The project could be guided in part by the EU action plan on sustainable finance, an ESG regulation on the banking industry that was first raised in 2018, which is divided into three sub-parts 1) climate benchmarking using metrics to measure impact 2) sustainable finance disclosures and 3) the creation of an EU based ESG Taxonomy. EU taxonomy is a classification system establishing a list of environmentally sustainable economic activities, which can play an essential role in helping the EU scale up sustainable investment. Regulated banks in the EU will be responsible for adopting such ESG policies within the next few years. The European Union Federation (EUF) is investigating the impact this will have on the factoring industry within the EU, which FCI fully supports. It is of concern that most of the factoring companies operating within the EU are subsidiaries of banks and, as such, may not set to a different standard than the regulated banks themselves (the concern that these subsidiaries could be required to employ quite restrictive tactics lumped together with other commercial entities in the EU who will be soon be required to do deep dive analysis on their entire ecosystem, not just knowing who they are financing but also knowing where their entire supply chain infrastructure comes from, i.e., office supplies, furniture, computers, etc. And FCI as a Dutch non-profit association, could be subjected to this scrutiny soon.

As I write this article, I am sitting on a commercial flight, somewhere over the Gulf of Mexico, flying into Central America to attend an international banking conference called the FELABAN, one of the largest in the world, expecting well over 3,000 in attendance. But as I travel, I am deeply conscious of my carbon footprint and that which we all have as individuals. I recall one of the members of our Executive Committee stating that if FCI were ever to be “rated” by an external party, we would most likely fail, in part due to our sizeable carbon footprint (the number of flight hours by the FCI Secretariat, consultants, executive and technical committee members, plus just the environmental inadequacies of our headquarters in Amsterdam, which is severely out of date. So, there is an old saying, “the buck starts here” as we need first to get our house in order.

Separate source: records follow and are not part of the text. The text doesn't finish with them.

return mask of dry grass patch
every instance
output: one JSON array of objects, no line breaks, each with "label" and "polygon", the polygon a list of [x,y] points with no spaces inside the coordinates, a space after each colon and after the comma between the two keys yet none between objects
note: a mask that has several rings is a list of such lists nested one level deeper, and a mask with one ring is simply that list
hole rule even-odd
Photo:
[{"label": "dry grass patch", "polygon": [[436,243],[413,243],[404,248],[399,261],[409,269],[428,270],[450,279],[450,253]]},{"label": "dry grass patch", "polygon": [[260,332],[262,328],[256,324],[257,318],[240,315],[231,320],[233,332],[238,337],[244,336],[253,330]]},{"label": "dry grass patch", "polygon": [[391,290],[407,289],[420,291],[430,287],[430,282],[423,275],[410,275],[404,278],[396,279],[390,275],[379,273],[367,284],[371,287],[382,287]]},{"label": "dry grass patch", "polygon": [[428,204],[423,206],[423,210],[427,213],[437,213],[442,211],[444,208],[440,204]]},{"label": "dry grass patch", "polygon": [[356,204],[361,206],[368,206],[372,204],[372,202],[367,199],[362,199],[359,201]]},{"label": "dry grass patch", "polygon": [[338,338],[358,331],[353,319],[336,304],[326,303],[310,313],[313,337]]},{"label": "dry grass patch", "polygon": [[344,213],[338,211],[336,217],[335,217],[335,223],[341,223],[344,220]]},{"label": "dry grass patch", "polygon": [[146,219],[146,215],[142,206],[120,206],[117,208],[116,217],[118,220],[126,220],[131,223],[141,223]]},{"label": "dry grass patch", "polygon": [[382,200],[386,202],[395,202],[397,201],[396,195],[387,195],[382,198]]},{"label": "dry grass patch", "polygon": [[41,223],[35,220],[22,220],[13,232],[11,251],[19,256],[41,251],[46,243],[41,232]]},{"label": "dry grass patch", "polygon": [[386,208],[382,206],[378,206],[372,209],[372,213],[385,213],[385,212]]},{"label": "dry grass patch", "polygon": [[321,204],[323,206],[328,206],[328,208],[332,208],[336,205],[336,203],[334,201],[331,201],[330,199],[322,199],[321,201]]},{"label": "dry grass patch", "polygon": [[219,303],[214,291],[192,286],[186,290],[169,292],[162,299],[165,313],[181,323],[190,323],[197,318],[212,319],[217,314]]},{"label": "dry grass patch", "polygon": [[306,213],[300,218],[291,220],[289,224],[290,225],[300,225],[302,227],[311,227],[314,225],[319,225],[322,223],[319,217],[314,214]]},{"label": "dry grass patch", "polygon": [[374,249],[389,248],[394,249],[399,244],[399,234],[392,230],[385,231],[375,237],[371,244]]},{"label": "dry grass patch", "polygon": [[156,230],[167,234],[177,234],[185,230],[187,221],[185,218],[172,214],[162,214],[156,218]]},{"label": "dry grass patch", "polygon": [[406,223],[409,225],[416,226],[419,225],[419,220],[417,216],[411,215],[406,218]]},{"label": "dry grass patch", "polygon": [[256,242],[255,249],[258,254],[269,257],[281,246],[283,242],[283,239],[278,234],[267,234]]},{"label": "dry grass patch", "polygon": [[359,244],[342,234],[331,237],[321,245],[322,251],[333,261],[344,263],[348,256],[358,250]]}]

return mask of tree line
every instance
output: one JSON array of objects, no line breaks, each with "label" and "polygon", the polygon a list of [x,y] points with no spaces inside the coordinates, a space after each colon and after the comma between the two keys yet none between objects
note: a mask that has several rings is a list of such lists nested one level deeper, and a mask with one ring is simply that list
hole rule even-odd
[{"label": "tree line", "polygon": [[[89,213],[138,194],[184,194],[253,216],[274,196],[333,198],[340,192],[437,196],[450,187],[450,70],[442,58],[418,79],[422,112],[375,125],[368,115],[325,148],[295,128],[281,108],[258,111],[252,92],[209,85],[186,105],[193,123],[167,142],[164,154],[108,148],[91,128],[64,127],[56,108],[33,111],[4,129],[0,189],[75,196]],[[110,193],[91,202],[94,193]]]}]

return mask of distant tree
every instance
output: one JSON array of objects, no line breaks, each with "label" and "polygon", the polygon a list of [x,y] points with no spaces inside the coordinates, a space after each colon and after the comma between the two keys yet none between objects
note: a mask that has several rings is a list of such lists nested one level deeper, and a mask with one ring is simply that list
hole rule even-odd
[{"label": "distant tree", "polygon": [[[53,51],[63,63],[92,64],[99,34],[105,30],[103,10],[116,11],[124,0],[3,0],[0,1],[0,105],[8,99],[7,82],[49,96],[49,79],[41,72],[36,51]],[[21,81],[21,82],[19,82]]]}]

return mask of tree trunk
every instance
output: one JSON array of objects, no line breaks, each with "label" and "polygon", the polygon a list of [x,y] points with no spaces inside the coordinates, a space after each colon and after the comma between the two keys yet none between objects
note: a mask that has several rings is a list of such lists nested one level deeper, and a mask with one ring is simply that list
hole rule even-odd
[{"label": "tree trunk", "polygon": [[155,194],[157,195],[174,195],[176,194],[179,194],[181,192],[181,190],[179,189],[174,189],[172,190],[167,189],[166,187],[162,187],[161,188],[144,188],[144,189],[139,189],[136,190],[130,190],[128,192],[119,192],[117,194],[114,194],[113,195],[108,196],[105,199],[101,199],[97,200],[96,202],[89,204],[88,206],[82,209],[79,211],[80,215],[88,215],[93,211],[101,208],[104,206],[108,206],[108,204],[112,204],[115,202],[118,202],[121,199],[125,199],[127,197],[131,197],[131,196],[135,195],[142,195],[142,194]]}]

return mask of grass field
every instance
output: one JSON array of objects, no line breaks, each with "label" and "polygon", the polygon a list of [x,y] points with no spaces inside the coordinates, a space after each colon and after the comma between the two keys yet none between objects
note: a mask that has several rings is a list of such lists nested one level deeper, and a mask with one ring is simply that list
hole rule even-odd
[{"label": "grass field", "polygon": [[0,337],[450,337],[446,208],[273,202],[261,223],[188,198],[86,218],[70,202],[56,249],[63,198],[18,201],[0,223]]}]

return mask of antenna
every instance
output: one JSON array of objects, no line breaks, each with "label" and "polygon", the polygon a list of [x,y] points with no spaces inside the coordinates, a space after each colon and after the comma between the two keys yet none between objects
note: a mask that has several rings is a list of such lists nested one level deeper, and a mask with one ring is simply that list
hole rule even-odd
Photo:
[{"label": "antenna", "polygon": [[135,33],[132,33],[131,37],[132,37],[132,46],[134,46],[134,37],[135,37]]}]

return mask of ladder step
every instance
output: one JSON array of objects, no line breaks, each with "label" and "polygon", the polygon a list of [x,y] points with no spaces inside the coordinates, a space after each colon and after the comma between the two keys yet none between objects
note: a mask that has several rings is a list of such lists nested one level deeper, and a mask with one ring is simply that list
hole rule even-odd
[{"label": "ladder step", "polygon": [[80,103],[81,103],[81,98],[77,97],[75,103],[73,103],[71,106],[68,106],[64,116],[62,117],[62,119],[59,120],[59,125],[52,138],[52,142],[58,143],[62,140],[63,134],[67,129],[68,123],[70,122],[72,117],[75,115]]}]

The ESG movement is driven mainly by millennials today, the next generation of investors, employees, clients, and their customers. This generation’s environment, social mindsets, and priorities are much higher than our own. But we have our challenges in meeting these expectations. First, receivables as an asset class have no benchmark index, capital markets play a minimal role in our sector, and our market is fragmented, incorporating many smaller NBFIs. But due to the pressure from consumers, investors, and stakeholders within our industry and amplified by governments and multi-lateral organizations, our members’ shareholders will ultimately require that the industry addresses these sustainability demands.

A recent report by GIB Asset Management states, “Trade in the emerging markets involves the highest usage of trade finance. African and Asian countries also have the highest need for ESG investment. Trade finance practitioners are in a prime position to provide funding where it is most needed. They can influence corporate governance and transparency, help eradicate child and slave labour, and improve gender equality. Trade finance can be a significant contributor towards meeting the UN goals on ESG!”

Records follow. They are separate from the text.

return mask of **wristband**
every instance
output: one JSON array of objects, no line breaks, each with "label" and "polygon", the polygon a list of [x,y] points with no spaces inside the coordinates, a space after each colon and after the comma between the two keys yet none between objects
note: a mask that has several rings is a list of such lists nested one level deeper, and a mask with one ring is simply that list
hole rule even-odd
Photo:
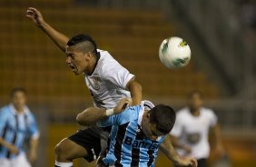
[{"label": "wristband", "polygon": [[113,115],[114,113],[113,113],[113,109],[107,109],[106,110],[106,115],[107,116],[111,116],[111,115]]}]

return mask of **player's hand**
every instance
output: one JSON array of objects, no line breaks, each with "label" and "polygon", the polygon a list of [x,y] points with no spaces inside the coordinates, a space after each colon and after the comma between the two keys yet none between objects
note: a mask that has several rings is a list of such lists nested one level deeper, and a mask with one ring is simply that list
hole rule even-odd
[{"label": "player's hand", "polygon": [[185,151],[186,154],[189,154],[192,152],[192,149],[189,146],[184,146],[182,149]]},{"label": "player's hand", "polygon": [[34,163],[36,160],[37,156],[36,156],[36,152],[29,152],[29,155],[28,155],[28,160],[30,163]]},{"label": "player's hand", "polygon": [[117,114],[121,112],[124,111],[125,108],[132,104],[132,99],[131,98],[123,98],[119,101],[119,103],[116,104],[116,106],[113,108],[113,113]]},{"label": "player's hand", "polygon": [[192,166],[197,167],[197,160],[192,157],[182,157],[176,162],[178,166]]},{"label": "player's hand", "polygon": [[42,27],[42,25],[44,23],[42,14],[36,8],[28,7],[25,16],[30,18],[38,27]]},{"label": "player's hand", "polygon": [[10,151],[10,152],[13,153],[13,154],[16,155],[19,152],[19,149],[16,146],[13,145],[13,144],[8,145],[7,148]]}]

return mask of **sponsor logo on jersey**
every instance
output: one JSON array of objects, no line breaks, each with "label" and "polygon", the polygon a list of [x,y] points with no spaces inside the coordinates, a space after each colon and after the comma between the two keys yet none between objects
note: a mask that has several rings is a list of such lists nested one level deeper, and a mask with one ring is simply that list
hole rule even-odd
[{"label": "sponsor logo on jersey", "polygon": [[149,150],[156,150],[159,147],[159,143],[152,143],[146,140],[133,140],[128,136],[124,139],[124,144],[131,145],[133,148],[145,148]]},{"label": "sponsor logo on jersey", "polygon": [[92,86],[94,87],[94,89],[95,90],[100,90],[100,83],[99,83],[99,79],[96,77],[92,78],[93,83],[92,83]]}]

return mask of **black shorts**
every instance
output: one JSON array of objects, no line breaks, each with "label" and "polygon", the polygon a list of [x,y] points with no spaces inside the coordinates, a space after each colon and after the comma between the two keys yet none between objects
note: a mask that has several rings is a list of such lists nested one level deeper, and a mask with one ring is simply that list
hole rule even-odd
[{"label": "black shorts", "polygon": [[90,127],[84,130],[79,130],[68,137],[78,145],[83,146],[88,152],[84,157],[89,162],[97,159],[102,151],[102,147],[106,147],[108,133],[100,127]]}]

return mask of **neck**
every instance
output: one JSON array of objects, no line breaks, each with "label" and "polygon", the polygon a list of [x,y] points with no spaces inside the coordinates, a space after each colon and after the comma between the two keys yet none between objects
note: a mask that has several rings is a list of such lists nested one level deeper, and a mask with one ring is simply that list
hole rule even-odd
[{"label": "neck", "polygon": [[16,109],[17,113],[23,113],[24,112],[23,107],[15,106],[15,108]]},{"label": "neck", "polygon": [[191,113],[193,115],[193,116],[199,116],[200,115],[200,109],[197,108],[197,109],[190,109],[191,111]]}]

How can ESG be implemented in RF? It starts with the direct engagement of our members. Hence, we appreciate any of you interested in this subject reaching out to us and letting us know your thoughts. FCI will one day establish a working committee on ESG, so your input would be invaluable. Our industry plays an essential role in financing trade globally, especially in supporting SMEs. However, we also must control the negative impact these companies have on the environment, or at the least be very mindful of our support of them. FCI and our members need to play their part in helping shape the future for a sustainable world.